You also need a `metric.ordered' file - this speeds up the finding of pairs. In /SCRIPTS/PATHSAMPLE/ there is a program to convert the metric file and produce a metric.ordered file, `getmetricordered.f90'. However, you won't normally want all minima in the `metric.ordered' file. Ideally, this is a list of minima in the main basin to which connection attempts should be made, usually the main basin can be defined by an high energy cutoff. Running disconnectionDPS with the keyword BASINT followed by a particular energy gives the results of a basin analysis at this energy in a file `basins'. `getmetricordered.f90' will produce a `metric.ordered' file from `metric' and `basins', if you set the required input arguments.
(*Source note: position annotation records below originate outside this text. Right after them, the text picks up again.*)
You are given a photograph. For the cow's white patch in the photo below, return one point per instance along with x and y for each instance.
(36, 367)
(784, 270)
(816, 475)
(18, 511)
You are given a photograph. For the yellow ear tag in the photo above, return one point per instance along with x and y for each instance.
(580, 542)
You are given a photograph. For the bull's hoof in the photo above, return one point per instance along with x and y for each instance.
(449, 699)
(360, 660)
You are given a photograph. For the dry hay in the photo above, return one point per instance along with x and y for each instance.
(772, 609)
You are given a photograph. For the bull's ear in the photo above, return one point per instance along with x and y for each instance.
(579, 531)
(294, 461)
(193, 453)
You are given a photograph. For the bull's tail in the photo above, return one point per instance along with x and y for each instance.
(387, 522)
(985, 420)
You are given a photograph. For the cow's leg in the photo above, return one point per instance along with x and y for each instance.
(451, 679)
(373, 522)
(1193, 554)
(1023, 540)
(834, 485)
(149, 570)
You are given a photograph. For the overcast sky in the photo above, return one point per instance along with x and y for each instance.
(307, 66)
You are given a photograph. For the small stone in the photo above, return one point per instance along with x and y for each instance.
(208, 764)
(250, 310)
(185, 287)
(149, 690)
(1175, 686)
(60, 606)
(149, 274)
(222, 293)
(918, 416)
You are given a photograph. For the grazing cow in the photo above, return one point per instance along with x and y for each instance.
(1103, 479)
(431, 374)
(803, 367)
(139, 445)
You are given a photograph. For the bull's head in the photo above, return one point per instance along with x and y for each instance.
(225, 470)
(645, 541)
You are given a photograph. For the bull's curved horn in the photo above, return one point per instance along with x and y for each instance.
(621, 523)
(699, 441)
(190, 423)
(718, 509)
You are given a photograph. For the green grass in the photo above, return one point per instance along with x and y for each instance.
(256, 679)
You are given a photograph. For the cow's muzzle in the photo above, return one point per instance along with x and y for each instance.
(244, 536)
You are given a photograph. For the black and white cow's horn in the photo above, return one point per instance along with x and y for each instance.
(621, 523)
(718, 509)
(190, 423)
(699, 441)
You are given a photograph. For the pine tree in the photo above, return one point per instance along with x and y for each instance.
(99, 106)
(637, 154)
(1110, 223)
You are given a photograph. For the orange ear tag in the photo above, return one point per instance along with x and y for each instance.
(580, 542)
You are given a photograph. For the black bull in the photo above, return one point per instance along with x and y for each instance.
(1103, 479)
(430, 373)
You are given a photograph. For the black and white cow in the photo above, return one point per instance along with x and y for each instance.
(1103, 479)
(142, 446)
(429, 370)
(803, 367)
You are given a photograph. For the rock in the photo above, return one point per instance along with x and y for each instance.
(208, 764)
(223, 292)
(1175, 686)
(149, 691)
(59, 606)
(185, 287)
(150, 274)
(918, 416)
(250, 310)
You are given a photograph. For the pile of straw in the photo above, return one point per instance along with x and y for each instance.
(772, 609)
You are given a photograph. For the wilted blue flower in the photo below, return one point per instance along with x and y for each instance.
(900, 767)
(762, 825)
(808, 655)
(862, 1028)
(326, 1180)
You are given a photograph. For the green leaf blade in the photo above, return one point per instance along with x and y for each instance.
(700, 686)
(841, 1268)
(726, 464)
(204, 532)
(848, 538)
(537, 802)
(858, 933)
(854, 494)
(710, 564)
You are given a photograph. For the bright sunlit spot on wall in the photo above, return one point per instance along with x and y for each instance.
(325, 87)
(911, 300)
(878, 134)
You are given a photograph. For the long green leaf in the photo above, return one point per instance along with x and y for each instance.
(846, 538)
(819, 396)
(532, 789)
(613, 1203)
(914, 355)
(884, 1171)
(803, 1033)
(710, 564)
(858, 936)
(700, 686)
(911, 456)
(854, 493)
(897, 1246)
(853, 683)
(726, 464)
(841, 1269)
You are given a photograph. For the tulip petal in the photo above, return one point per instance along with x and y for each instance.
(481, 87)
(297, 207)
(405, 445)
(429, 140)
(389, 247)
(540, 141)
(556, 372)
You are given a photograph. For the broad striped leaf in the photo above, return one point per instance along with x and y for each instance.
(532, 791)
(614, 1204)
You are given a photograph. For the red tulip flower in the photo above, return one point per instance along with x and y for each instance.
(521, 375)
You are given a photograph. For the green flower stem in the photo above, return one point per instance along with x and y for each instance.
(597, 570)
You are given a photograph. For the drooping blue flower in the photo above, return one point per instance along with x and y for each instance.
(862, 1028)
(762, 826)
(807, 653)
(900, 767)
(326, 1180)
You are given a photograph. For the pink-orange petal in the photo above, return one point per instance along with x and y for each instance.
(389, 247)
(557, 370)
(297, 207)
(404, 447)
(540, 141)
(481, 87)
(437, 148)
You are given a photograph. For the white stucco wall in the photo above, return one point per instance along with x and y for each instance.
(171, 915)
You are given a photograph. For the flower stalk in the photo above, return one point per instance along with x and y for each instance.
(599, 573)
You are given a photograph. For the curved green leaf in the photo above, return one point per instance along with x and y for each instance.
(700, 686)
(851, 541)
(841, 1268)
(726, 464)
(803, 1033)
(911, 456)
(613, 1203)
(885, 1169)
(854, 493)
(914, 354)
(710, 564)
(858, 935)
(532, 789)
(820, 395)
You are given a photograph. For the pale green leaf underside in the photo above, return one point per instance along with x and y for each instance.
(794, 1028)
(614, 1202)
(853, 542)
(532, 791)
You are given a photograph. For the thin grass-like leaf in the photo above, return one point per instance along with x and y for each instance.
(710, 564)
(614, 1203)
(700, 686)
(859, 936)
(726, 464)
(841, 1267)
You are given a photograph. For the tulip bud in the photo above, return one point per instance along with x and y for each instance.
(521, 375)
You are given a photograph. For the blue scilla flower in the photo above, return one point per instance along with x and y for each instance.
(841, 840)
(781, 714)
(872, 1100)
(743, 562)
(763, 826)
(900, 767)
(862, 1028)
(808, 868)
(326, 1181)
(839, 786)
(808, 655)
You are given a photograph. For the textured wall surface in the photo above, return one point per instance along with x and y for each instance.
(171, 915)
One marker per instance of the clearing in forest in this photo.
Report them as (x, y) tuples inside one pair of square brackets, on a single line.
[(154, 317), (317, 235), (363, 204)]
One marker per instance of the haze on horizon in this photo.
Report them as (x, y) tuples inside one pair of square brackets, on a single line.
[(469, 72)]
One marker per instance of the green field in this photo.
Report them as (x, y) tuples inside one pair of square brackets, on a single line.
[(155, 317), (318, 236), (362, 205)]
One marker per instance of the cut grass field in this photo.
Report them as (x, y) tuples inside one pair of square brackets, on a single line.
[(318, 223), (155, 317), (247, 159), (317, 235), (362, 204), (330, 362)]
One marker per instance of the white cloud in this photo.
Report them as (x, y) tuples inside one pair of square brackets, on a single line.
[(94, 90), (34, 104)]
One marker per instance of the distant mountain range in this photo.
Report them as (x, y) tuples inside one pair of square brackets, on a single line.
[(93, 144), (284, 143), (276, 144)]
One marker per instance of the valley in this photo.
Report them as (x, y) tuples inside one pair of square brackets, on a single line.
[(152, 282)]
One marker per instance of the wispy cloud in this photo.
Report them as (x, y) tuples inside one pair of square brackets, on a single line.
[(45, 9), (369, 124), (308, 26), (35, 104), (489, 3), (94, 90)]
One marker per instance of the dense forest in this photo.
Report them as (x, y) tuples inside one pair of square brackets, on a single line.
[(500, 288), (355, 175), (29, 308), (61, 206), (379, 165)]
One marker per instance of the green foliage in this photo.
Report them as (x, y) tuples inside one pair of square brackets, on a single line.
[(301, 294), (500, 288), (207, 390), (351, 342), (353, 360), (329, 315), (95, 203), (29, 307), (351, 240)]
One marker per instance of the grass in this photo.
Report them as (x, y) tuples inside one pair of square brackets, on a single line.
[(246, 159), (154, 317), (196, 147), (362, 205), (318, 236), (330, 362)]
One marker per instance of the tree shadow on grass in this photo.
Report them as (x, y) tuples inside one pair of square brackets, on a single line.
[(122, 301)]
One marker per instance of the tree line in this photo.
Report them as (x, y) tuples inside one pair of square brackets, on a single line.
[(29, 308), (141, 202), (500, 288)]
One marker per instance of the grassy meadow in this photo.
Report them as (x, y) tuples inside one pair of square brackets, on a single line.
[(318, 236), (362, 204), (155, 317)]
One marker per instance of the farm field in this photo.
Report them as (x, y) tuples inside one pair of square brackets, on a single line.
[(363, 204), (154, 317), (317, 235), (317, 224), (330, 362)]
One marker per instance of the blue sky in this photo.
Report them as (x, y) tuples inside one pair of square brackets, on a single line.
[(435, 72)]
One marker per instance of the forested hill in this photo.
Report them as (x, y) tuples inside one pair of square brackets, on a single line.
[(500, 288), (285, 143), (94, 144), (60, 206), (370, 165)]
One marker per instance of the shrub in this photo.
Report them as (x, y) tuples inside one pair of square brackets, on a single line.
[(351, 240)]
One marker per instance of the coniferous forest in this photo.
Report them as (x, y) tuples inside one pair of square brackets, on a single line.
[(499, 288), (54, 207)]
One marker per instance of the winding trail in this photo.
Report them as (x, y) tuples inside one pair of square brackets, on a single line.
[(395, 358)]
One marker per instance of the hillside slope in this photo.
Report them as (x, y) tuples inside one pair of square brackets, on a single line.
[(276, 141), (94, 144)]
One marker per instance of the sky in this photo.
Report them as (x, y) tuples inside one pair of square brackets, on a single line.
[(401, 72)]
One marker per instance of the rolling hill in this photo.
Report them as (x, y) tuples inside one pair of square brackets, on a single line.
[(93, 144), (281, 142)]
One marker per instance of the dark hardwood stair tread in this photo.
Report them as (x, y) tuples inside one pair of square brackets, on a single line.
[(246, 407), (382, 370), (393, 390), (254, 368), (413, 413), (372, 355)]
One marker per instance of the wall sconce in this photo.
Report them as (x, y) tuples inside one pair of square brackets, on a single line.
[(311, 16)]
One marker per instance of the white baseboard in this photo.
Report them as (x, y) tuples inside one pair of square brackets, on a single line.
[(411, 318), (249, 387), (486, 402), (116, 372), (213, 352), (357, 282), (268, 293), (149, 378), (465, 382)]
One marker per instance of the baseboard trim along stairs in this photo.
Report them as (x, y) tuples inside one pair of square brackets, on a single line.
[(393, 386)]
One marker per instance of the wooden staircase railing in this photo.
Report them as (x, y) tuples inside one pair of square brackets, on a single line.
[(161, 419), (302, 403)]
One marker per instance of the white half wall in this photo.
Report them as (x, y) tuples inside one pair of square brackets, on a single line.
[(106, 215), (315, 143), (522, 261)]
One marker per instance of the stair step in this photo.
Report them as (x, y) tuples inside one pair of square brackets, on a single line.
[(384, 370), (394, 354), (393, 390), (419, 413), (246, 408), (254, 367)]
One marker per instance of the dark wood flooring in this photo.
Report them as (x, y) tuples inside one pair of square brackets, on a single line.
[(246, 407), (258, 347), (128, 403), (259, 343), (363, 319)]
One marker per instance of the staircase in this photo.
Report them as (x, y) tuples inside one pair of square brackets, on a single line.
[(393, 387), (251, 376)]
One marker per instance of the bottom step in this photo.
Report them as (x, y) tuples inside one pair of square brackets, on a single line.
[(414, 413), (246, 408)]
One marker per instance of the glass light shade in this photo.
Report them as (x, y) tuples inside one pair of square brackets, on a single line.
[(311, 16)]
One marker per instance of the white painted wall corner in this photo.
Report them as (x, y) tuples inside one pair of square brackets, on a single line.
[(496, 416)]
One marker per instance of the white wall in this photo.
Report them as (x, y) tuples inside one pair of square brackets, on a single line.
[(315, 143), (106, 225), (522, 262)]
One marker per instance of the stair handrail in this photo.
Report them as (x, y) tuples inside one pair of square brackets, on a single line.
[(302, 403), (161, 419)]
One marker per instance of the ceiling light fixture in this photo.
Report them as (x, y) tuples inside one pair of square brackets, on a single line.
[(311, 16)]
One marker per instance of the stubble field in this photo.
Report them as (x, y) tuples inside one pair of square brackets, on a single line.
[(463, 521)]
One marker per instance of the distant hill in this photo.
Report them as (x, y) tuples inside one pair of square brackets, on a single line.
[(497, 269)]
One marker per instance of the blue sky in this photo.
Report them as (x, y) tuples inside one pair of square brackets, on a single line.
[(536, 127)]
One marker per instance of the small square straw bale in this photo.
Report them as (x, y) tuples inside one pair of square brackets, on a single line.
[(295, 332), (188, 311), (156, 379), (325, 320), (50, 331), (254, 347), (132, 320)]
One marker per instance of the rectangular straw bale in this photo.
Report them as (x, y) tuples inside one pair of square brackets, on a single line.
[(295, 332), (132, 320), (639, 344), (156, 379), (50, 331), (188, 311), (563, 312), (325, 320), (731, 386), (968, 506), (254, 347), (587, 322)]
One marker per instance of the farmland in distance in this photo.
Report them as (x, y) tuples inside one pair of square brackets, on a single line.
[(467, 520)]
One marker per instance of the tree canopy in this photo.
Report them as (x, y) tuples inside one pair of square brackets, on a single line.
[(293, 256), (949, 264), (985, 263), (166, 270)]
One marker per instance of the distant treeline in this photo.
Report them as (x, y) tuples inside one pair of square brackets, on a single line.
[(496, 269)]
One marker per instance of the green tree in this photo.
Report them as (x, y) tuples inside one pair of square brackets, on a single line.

The metric and metric.ordered files must be constructed manually and are currently not updated during a run when minima are added to the database. Different metrics are required for different systems.

*USEPAIRS Epathfile*: pairs of minima are chosen for connection attempts based on the order of local minima specified in file`Epathfile`, which must have the format of a`PATHSAMPLE``Epath`output file 9as generated by*DIJKSTRA*, etc. This keyword is intended to follow a*DUMMYTS*run, where the stationary point database has been refined using*BHINTERP*or*BISECT*runs in`OPTIM`. The dummy`ts.data`and`pairs.data`files must be renamed or removed before the*USEPAIRS*run. The pairs of minima are first chosen to be the adjacent structures from the list, then second-neighbours, until all possible pairs have been tried. This keyword can also be used to specify a list of pairs to attempt to connect. See the MAKEPAIRS keyword to help assemble`Epathfile`in this case.